PITTSBURGH (KDKA) — At the age of 75, Pittsburgh black activist Nate Smith finally got his high school degree, but everyone who knew Nate understood that his savvy could never be measured by degrees.
In 1969, this was Walter Cronkite on CBS News: “In Pittsburgh, demonstrators demanding more construction jobs for Negroes closed down several building sites and tied up traffic yesterday.”
A civil rights leader with uncanny savvy, Smith objected when Pittsburgh’s construction unions blocked African Americans from becoming union workers which meant they could not get construction jobs during Pittsburgh’s building boom of the late 1960’s.
“We have to put some black people on jobs, jobs that they’re qualified for, and take them out of their poverty-stricken program, out of that level that they shouldn’t have been in the first place,” Smith told the media in 1969.
Smith organized huge demonstrations that year to shut down work on Three Rivers Stadium, the US Steel Building and other city projects.
That brought counter-demonstrations by white workers and their families.
“We want to work. We want to work,” they chanted.
“Do you object to blacks being hired on these jobs?” KDKA anchor Bill Burns asked the wives of construction workers at the time.
“No, no, no,” they insisted The racial tension attracted national media and ultimately led to Mayor Joe Barr and Mayor Pete Flaherty cutting a deal with Smith’s Black Construction Coalition to hire 1,250 blacks into the construction unions over the next four years.

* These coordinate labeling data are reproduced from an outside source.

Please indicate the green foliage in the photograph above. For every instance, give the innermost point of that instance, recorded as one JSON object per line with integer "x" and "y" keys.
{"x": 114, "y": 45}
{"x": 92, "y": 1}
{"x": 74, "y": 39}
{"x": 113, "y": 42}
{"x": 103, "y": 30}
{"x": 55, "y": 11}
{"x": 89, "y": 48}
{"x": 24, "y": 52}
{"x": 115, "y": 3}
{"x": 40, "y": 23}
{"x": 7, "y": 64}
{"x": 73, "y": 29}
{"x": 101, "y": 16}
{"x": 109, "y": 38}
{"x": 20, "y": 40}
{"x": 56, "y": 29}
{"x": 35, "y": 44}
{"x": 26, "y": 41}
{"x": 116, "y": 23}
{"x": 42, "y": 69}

“Nate Smith actually gave me the opportunity to become an operating engineer,” recalls Ron Sapp.
Sapp has just retired as vice president of Local 66 of the Operating Engineers Union and he was among the first to go through Smith’s apprentice training program called Operation Dig.
“When I started, you didn’t see many African Americans running heavy equipment, especially in the unions,” Sapp said.
But this Pittsburgh leader — the late Nate Smith — changed all that.
“He proves that an individual can make a difference,” says Jim Sequin of Robert Morris University.
Seguin directed a RMU documentary on Smith’s legacy.
“It was his persistence. Not everyone could have done it.”
Said Smith not long ago: “I have a philosophy, ‘Don’t nothing happen, if you don’t make it happen.’ I’m going to make it happen.”